Looking for advice from those who have had experince with this. I have availible from my work place each day several very hard cardboard cores. I have in the past burnt them in a wood stove for a very fast heat up. I do not heat with wood no more. I am looking for a diy or water heating stove made to intergrate into a hydronic heating system. The free cardboard cores may last an hour. I already know all the risk of steam and pressure. Any thoughts from you members that has done something like this i welcome your comments.

Ky-Jeeper


----------



## ET1 SS (Oct 22, 2005)

How big are these 'cores'?

Our woodstove opening is about 10" X 12" it heats water for our radiant floor.


----------



## Ky-Jeeper (Sep 5, 2010)

Around 4"Dia x 12"L x about Thickness 7/16". Just a over grown paper towel core. I used to pyrmid stack them and they would burn about an hour. Then they would continue to stay stacked for sometime maybe another half hour or so glowing red then colapses. 

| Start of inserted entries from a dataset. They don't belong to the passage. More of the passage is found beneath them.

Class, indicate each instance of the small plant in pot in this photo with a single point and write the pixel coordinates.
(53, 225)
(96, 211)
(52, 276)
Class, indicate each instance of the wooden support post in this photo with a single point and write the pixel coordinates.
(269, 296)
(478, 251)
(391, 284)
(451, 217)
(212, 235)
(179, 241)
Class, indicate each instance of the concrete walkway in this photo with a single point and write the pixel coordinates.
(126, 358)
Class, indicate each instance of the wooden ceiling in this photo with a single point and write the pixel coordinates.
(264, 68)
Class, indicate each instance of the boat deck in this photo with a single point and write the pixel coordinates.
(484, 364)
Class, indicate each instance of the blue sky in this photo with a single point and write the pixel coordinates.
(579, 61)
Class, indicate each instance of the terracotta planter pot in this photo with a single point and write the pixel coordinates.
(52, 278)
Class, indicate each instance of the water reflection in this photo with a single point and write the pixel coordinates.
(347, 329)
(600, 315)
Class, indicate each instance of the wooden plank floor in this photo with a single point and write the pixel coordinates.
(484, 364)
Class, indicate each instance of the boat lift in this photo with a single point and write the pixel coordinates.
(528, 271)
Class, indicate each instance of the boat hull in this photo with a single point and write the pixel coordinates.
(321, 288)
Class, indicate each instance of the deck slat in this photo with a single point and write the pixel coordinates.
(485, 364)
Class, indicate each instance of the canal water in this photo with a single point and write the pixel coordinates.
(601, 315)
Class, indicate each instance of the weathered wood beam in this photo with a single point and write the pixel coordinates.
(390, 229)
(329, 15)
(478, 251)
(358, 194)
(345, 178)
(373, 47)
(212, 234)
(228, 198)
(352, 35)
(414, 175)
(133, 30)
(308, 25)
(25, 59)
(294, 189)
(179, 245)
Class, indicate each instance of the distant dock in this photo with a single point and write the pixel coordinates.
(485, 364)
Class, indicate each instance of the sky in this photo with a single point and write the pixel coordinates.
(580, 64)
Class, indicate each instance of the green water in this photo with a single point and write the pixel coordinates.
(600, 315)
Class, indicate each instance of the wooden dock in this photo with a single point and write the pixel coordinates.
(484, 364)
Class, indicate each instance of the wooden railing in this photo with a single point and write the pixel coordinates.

I have purchased two alum. Plates which is ported with water passages. I know there is a similar thread rescently but didn't want to mix the two subjects up.


----------



## Jim-mi (May 15, 2002)

I would be concerned with the alum warping and bending in your "hot" fire.....


----------



## Ky-Jeeper (Sep 5, 2010)

Thanks Jim-Mi. They will be mounted topside.


----------



## nosqrls (Jun 9, 2012)

with aluminum that is heated/cooled repeatedly all fittings need to be aluminum or alloys or they will weld themselves together and you will not get them apart. It is a good Idea to put whistlers on each component of a water heating system to prevent air binding.
Whistlers are auto air/steam vents ,Older folk will remember these on radiators in the house they would whistle when they vented. They still sell them today just not as ornate as they use to be.


----------



## Ky-Jeeper (Sep 5, 2010)

Thanks i will keep them thoughts inmind. 



nosqrls said:


> with aluminum that is heated/cooled repeatedly all fittings need to be aluminum or alloys or they will weld themselves together and you will not get them apart. It is a good Idea to put whistlers on each component of a water heating system to prevent air binding.
> Whistlers are auto air/steam vents ,Older folk will remember these on radiators in the house they would whistle when they vented. They still sell them today just not as ornate as they use to be.


----------